Le choix des trois soeurs est très porteur. Toutes trois venant de la même famille, elles n'en sont pas moins différentes et permettent de tracer trois itinéraires parallèles mais avec trois points de vue.
Trois, celle du milieu dans la fratrie, semble la plus les pieds sur terre, la plus capable à la base de s'adapter à ce changement complet de vie. C'est d'ailleurs elle qui ouvre la voie. D'un savoir-faire issu directement de sa vie paysanne, elle fait un atout professionnel qui lui permet rapidement de trouver sa place : elle sait mieux que personne arranger fruits et légumes en des compositions artistiques pour attirer les clients en quête de fraîcheur dans le restaurant où elle a trouvé du travail. Et pourtant, c'est celle qui se laissera prendre dans les filets de l'amour
Six, jolie et éduquée, est celle qui est allée jusqu'à la fin du collège, qui aime les livres et dont l'ambition semble pouvoir trouver le meilleur écho dans cette nouvelle vie. Son expérience à elle est intellectuelle : travaillant dans une maison de thé-salon littéraire, elle peut nourrir son insatiable désir de connaissance intellectuelle au contact de gens lettrés et d'étudiants étrangers. Mais en contrepartie, c'est elle qui se trouve le plus directement confrontée à la réalité de cette Chine moderne tiraillée entre ouverture et interdits, codes traditionnels et occidentalisation, réalité et propagande.
Quant à Cinq, la moins jolie, un peu simplette et qui ne sait pas lire, c'est sans doute celle dont on imaginerait le moins qu'elle puisse réussir l'aventure de l'émancipation. Or son désir justement d'en remontrer à tous ceux qui la croient limitée lui permet peut-être de parcourir le plus long chemin des trois : à force de curiosité, d'observation, en adaptant sa connaissance d'une vie proche de la nature et son pragmatisme, elle réussit à développer des compétences insoupçonnées. C'est également le personnage le plus poétique à mon sens, dans les correspondances qu'elle établit entre la vie moderne, ou les sentiments, et la nature qui a jusque là été son unique univers.

Un jeu de regards, exotismes emboîtés.
Pour un Occidental mal-dégrossi quant à la connaissance de la Chine, ce roman possède une qualité particulière : il met en oeuvre des points de vue croisés et à plusieurs niveaux. Ça en fait, je trouve, le charme principal. 
En effet, l'auteur met tout d'abord en scène la rencontre entre deux Chines : le monde rural et le monde urbain. Le regard que chaque partie porte sur l'autre partie est fait de surprise, de chocs, parfois d'incompréhension mais il semble que le désir de comprendre soit omniprésent. Ces frottements donnent d'ailleurs lieu à des passages assez drôles -même si là encore, pour un lecteur étranger il est parfois difficile de tout apprécier à sa juste valeur. 

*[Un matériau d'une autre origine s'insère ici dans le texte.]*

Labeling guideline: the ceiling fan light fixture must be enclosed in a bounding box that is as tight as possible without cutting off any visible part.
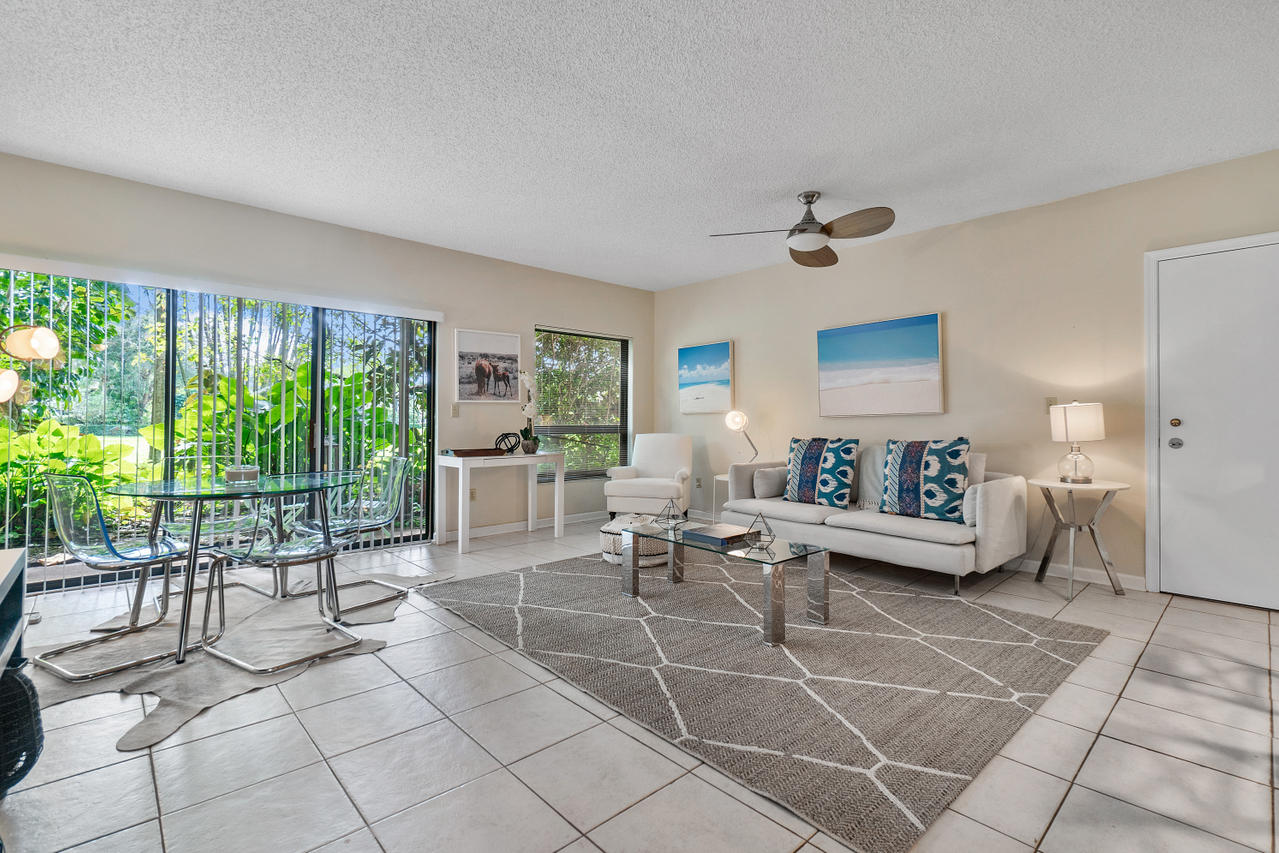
[787,231,830,252]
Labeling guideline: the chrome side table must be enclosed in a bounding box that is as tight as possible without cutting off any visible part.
[1027,480,1131,601]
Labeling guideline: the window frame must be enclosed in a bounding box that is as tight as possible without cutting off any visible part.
[532,325,632,482]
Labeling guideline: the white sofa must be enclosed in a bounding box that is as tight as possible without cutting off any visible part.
[604,432,693,515]
[723,444,1026,593]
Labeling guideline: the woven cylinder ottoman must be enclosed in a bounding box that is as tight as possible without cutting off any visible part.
[600,513,666,568]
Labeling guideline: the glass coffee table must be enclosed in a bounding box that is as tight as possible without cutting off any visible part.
[622,523,830,646]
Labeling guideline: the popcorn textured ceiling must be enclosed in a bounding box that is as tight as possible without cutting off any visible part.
[0,0,1279,289]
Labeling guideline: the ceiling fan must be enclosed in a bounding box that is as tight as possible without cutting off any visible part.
[711,189,897,266]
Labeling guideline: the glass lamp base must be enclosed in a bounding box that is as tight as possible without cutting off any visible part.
[1056,445,1092,485]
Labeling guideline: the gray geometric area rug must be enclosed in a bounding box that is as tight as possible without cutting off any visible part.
[26,572,451,752]
[425,549,1106,853]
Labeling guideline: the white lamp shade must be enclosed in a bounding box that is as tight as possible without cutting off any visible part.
[0,370,22,403]
[1049,400,1106,444]
[4,326,61,362]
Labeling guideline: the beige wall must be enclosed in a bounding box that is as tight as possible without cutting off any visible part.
[0,155,654,527]
[654,151,1279,575]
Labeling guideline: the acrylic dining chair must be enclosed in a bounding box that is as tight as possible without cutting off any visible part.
[32,473,194,682]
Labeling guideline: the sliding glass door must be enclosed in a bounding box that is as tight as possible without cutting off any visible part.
[0,270,435,587]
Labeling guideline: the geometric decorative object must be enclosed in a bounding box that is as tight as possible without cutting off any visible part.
[677,340,744,414]
[817,313,943,418]
[652,500,688,531]
[600,513,666,567]
[492,432,524,453]
[746,513,778,551]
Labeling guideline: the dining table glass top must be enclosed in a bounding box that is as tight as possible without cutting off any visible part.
[104,471,361,500]
[625,522,828,565]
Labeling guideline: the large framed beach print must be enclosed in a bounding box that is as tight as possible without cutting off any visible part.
[817,313,944,417]
[453,329,519,403]
[677,340,733,414]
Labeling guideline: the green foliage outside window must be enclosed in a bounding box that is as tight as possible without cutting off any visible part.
[535,329,629,476]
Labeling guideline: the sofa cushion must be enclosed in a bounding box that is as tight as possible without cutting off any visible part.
[724,497,848,524]
[604,477,684,497]
[825,509,977,545]
[880,437,969,524]
[783,439,857,509]
[753,468,787,497]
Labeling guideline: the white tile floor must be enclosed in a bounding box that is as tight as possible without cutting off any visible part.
[0,524,1279,853]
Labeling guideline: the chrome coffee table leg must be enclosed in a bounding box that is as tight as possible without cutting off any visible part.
[764,563,787,646]
[622,531,640,597]
[808,551,830,625]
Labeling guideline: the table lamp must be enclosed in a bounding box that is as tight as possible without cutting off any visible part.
[724,409,760,462]
[1048,400,1106,483]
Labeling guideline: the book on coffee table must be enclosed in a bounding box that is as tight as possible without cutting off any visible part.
[683,524,751,545]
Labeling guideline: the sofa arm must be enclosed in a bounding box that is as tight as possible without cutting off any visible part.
[964,472,1026,572]
[728,462,787,500]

Un deuxième niveau apparaît grâce aux personnages occidentaux qui traversent la vie de Six. Si la jeune fille se moque gentiment de leur incapacité à utiliser les trois tons de voix permettant de donner leur sens aux mots (ce qui donne lieu à des passages assez drôles), les étudiants rient de leur côté avec bienveillance des phrases anglo-chinoises de la jeune fille. De même, leur présence est prétexte à la confrontation des vérités sur la situation politique et économique de la Chine : vérité officielle, vérité des dissidents, vérité des Occidentaux.
Le troisième niveau naît évidemment de la lecture du roman par un esprit qui n'y connaît pas grand chose et qui sourit, s'étonne ou parfois se rebiffe à l'expression de tous ces points de vue. D'autant que le roman est émaillé de retours en arrière permettant de mettre ce début de XXIe siècle en perspective avec l'histoire contemporaine de la Chine.

Si la valeur littéraire de ce roman est à mon avis discutable, il s'en dégage cependant une certaine poésie et un charme certain. C'est surtout l'aspect témoignage et le tableau sociologique qu'il présente de la Chine que je retiendrai.